Learning Curve

Sunday 12 October 2014

Getting the most out of SQL Server: CLR Integration, Part Two

In part one of this article I mentioned that I would be files and documentation for providing regular expression support on SQL Server and that time has now arrived.

Please note that my implementation is very simple, but that was intended. Credits go to Microsoft and MSDN for supplying extensive documentation on the classes and methods involved, especially for the Concatenate Aggregate function source which has nothing to do with regex but I put it there to demonstrate creation of a CLR Aggregate function. One way you could improve the Concatenate Aggregate function would be to add a parameter for specifying a field delimiter (currently a comma).

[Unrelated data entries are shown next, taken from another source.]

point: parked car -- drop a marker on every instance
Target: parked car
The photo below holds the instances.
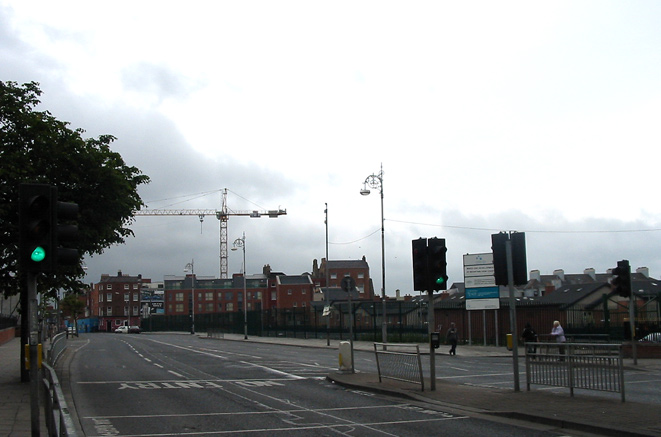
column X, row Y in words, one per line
column 654, row 337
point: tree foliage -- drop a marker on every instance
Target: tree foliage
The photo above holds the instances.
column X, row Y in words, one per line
column 36, row 147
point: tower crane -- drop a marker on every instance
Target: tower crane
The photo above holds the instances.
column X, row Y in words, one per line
column 222, row 215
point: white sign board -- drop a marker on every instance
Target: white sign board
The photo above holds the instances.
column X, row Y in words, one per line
column 480, row 283
column 482, row 304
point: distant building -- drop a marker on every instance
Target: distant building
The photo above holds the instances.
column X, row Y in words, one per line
column 116, row 300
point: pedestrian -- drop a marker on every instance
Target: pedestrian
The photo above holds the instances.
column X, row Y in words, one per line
column 452, row 339
column 559, row 335
column 529, row 336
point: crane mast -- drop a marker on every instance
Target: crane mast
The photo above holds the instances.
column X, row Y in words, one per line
column 222, row 215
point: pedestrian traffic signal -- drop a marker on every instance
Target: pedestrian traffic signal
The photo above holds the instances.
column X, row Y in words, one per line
column 36, row 228
column 438, row 278
column 621, row 281
column 420, row 275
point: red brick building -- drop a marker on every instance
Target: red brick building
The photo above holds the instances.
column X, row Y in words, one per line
column 116, row 301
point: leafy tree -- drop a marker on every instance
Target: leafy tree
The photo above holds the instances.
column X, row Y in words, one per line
column 36, row 147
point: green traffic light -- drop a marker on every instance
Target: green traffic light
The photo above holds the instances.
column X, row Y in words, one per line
column 38, row 254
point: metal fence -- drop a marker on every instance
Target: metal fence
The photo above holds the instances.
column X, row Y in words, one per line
column 589, row 366
column 58, row 419
column 406, row 322
column 400, row 362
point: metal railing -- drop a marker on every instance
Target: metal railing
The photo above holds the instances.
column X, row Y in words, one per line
column 58, row 420
column 57, row 345
column 215, row 333
column 589, row 366
column 400, row 362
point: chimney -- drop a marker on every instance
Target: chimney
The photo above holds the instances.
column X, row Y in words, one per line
column 645, row 271
column 560, row 274
column 535, row 275
column 591, row 273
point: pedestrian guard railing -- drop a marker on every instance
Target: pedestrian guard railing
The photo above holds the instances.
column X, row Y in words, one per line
column 215, row 333
column 400, row 362
column 588, row 366
column 59, row 421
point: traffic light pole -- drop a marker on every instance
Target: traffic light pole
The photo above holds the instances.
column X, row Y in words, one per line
column 430, row 328
column 33, row 347
column 512, row 301
column 632, row 325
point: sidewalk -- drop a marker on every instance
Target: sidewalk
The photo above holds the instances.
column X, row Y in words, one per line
column 15, row 408
column 592, row 414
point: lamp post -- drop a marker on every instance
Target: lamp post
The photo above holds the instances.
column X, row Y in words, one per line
column 327, row 282
column 241, row 242
column 190, row 267
column 376, row 181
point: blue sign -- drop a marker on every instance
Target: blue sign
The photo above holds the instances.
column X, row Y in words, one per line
column 483, row 293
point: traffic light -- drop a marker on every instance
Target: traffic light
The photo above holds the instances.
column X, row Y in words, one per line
column 66, row 232
column 621, row 282
column 420, row 275
column 438, row 277
column 36, row 227
column 519, row 264
column 498, row 242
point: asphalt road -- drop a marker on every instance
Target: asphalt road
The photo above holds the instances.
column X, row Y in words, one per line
column 174, row 385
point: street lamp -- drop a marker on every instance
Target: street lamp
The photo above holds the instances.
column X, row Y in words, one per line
column 190, row 267
column 241, row 242
column 376, row 181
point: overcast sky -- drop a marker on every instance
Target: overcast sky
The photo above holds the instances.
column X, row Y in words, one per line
column 540, row 117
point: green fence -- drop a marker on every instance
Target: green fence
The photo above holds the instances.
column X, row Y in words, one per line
column 407, row 322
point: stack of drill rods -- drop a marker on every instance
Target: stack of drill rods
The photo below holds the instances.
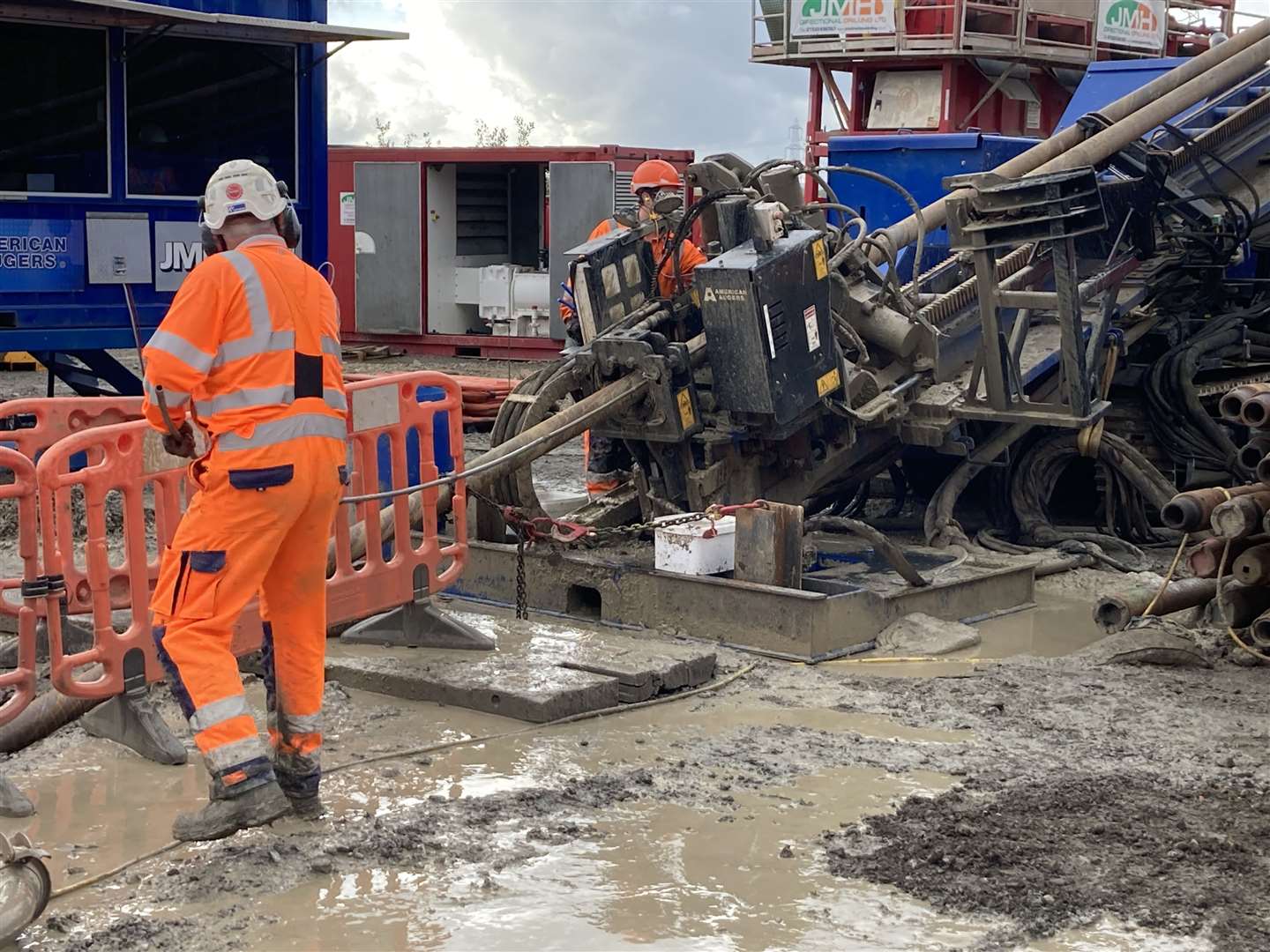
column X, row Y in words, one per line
column 1240, row 521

You can find below two links to the files you will need. If you are interested in the code behind the regex functions you will be creating on your database, please download the project files developed in Visual Studio 2010. If you are only interested in creating the regex functions on your database, please download the binaries.

First of all, understand that I am not giving in-depth instruction on how to write CLR functions in managed code, set up your code editor, compile your code and install it on your database; that is what the project files are for. If you are inquisitive, you may have installed my regex functions using the files I provided already, otherwise, follow these steps:

Open install.sql in SQL Server Management Studio
Select database from drop-down to install functions on
Press CTRL + L SHIFT + M in Query Window and enter template parameters
Execute script

Provided you had no errors, the functions will have been created. If you do have problems then comment on this post and I will do my best to help. Also, if you have any questions regarding the development of CLR functions then please feel free to comment on this post or contact me directly.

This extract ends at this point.